For her role as Parker in Netflix original action movie Trigger Warning, Jessica Alba learned Indonesian knife fighting skills to make the flick's intense hand-to-hand combat scenes extra real. Parker is a Special Forces commando who returns to her home town her father's funeral, only to discover a dangerous conspiracy that might be responsible for his death. Does she confront the evil men behind the plot with Indonesian knife-fighting skills? Goddamn right she does. Mark Webber, Tone Bell, Jake Weary, Gabriel Basso, and Anthony Michael Hall also appear in this treat for action movie fans.

Where to stream: Netflix

Outstanding: A Comedy Revolution

This Netflix original documentary tells the story of LGBTQ+ stand-up comedy through interviews, stand-up performances, archival materials, and verité footage featuring huge comedians like Lily Tomlin, Sandra Bernhard, Wanda Sykes, Eddie Izzard, Hannah Gadsby, Tig Notaro, and Rosie O'Donnell.

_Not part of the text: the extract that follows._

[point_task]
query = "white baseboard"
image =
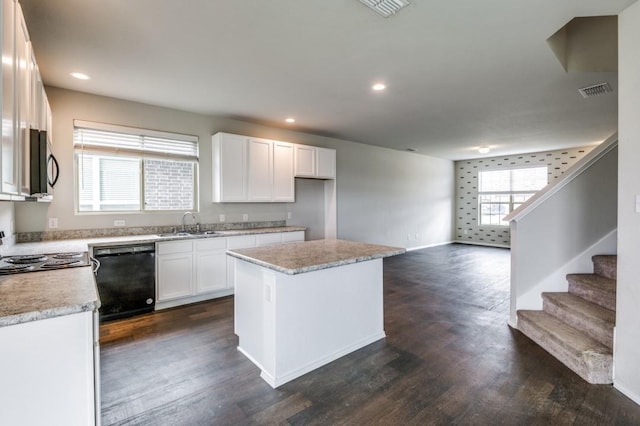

Outstanding explores the history of queer comics, the societal changes that came from their work, and the future of LGBTQ+ stand-up.

Where to stream: Netflix

Slave Play. Not a Movie. A Play.

Jeremy O. Harris' Slave Play was one of the most celebrated, provocative, and fearless plays ever staged on Broadway. In this documentary, Harris takes us behind the scenes of the groundbreaking production, showing us the actors workshops, run-throughs, and rehearsals that brought it to life. But Harris goes deeper and uses the documentary to comment on his own part of Slave Play's creation.